Tools Module

The tools module provides utility functions for data conversion, validation, field schema generation, and debugging support used throughout Prompture’s extraction pipeline.

Overview

The tools module contains:

  • Data Conversion: Robust type conversion with fallback handling

  • Schema Generation: JSON schema creation from Python types and field definitions

  • Parsing Utilities: Specialized parsers for dates, numbers, and boolean values

  • Validation: Field definition validation and type checking

  • Debugging: Comprehensive logging system with configurable levels

  • Text Processing: JSON cleanup and text manipulation utilities

Logging and Debugging

LogLevel

Enumeration defining logging levels for debug output throughout Prompture.

Available Levels:

  • LogLevel.OFF (0) - No logging output

  • LogLevel.ERROR (1) - Error messages only

  • LogLevel.WARN (2) - Warnings and errors

  • LogLevel.INFO (3) - Informational messages

  • LogLevel.DEBUG (4) - Detailed debugging information

  • LogLevel.TRACE (5) - Maximum verbosity with full data dumps

log_debug()

Conditional logging function that outputs debug information based on current and target log levels.

Example:

from prompture.tools import log_debug, LogLevel

# Log at different levels
log_debug(LogLevel.INFO, LogLevel.DEBUG, "Processing started", prefix="[main]")
log_debug(LogLevel.DEBUG, LogLevel.DEBUG, {"field": "name", "value": "John"})
log_debug(LogLevel.ERROR, LogLevel.INFO, "Validation failed")

Data Parsing and Conversion

parse_boolean()

Robustly parse various boolean representations into Python boolean values.

Supported Formats:

  • Strings: “true”, “false”, “yes”, “no”, “1”, “0”, “on”, “off”

  • Numbers: 1 (True), 0 (False), any non-zero number (True)

  • Booleans: Direct pass-through

  • Case-insensitive: “TRUE”, “True”, “tRuE” all work

Example:

from prompture.tools import parse_boolean

assert parse_boolean("yes") == True
assert parse_boolean("FALSE") == False
assert parse_boolean(1) == True
assert parse_boolean("0") == False

as_list()

Convert various input types to lists with intelligent parsing.

Features:

  • String splitting: Automatic delimiter detection or custom separators

  • Single values: Wrap non-list values in lists

  • List pass-through: Return lists unchanged

  • Empty handling: Proper handling of None and empty strings

Example:

from prompture.tools import as_list

# Automatic delimiter detection
assert as_list("apple,banana,cherry") == ["apple", "banana", "cherry"]
assert as_list("red; blue; green") == ["red", "blue", "green"]

# Custom separator
assert as_list("a|b|c", sep="|") == ["a", "b", "c"]

# Single value wrapping
assert as_list("single") == ["single"]
assert as_list(42) == [42]

parse_datetime()

Parse datetime strings in various formats into Python datetime objects.

Supported Formats:

  • ISO 8601: “2024-03-15T14:30:00Z”

  • Date only: “2024-03-15”, “03/15/2024”

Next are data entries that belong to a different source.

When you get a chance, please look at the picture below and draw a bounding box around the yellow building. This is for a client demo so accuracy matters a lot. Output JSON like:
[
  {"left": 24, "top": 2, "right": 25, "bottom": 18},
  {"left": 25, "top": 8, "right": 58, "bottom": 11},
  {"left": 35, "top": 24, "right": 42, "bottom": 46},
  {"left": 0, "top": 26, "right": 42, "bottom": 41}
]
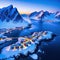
[{"left": 0, "top": 38, "right": 2, "bottom": 40}]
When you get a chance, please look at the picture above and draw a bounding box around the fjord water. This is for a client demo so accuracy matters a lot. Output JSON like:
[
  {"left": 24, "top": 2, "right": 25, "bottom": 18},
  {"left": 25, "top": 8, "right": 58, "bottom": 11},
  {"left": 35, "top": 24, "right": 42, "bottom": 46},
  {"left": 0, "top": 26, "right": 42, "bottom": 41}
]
[
  {"left": 41, "top": 22, "right": 60, "bottom": 60},
  {"left": 42, "top": 22, "right": 60, "bottom": 35}
]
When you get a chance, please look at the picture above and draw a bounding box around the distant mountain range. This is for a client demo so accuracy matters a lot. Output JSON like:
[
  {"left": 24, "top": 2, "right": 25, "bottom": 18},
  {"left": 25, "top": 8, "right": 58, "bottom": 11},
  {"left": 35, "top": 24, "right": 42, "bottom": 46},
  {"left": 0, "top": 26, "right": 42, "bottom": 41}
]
[
  {"left": 0, "top": 5, "right": 60, "bottom": 29},
  {"left": 0, "top": 5, "right": 23, "bottom": 22},
  {"left": 29, "top": 10, "right": 60, "bottom": 20},
  {"left": 0, "top": 5, "right": 60, "bottom": 22}
]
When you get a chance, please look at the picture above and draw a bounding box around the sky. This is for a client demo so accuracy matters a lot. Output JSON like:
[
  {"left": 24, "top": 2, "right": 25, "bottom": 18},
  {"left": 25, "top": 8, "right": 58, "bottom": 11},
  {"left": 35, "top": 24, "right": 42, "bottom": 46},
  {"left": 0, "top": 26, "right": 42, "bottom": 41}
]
[{"left": 0, "top": 0, "right": 60, "bottom": 14}]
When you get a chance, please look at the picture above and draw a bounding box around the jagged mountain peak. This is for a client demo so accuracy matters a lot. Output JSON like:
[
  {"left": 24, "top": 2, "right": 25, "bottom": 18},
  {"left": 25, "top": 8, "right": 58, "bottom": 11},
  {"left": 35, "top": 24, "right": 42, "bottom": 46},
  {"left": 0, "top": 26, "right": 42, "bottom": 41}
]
[
  {"left": 44, "top": 11, "right": 50, "bottom": 15},
  {"left": 0, "top": 5, "right": 23, "bottom": 22},
  {"left": 55, "top": 11, "right": 60, "bottom": 19},
  {"left": 29, "top": 10, "right": 44, "bottom": 20},
  {"left": 29, "top": 10, "right": 60, "bottom": 20},
  {"left": 7, "top": 5, "right": 13, "bottom": 8},
  {"left": 29, "top": 11, "right": 38, "bottom": 17}
]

  • Relative: “today”, “yesterday”, “tomorrow”

  • Timestamps: Unix timestamps (integers)

Example:

from prompture.tools import parse_datetime

dt1 = parse_datetime("2024-03-15T14:30:00")
dt2 = parse_datetime("03/15/2024")
dt3 = parse_datetime("today")
dt4 = parse_datetime(1710512400)  # Unix timestamp

parse_shorthand_number()

Parse numbers with shorthand suffixes like “1K”, “2.5M”, “1.2B”.

Supported Suffixes:

  • K/k: Thousands (×1,000)

  • M/m: Millions (×1,000,000)

  • B/b: Billions (×1,000,000,000)

  • T/t: Trillions (×1,000,000,000,000)

Example:

from prompture.tools import parse_shorthand_number

assert parse_shorthand_number("1.5K") == 1500
assert parse_shorthand_number("2M") == 2000000
assert parse_shorthand_number("1.2B") == 1200000000
assert parse_shorthand_number("500") == 500  # No suffix

Schema Generation and Validation

create_field_schema()

Generate JSON schema definitions from field names, types, and field definitions.

Features:

  • Type mapping: Python types to JSON schema types

  • Field definitions: Integration with Prompture’s field definition system

  • Validation rules: Automatic constraint generation

  • Default values: Schema default value handling

Example:

from prompture.tools import create_field_schema

# Basic type schema
schema = create_field_schema("age", int)
# Returns: {"type": "integer", "description": "Value for age"}

# With field definitions
field_defs = {"name": {"type": str, "description": "Person's name"}}
schema = create_field_schema("name", str, field_definitions=field_defs)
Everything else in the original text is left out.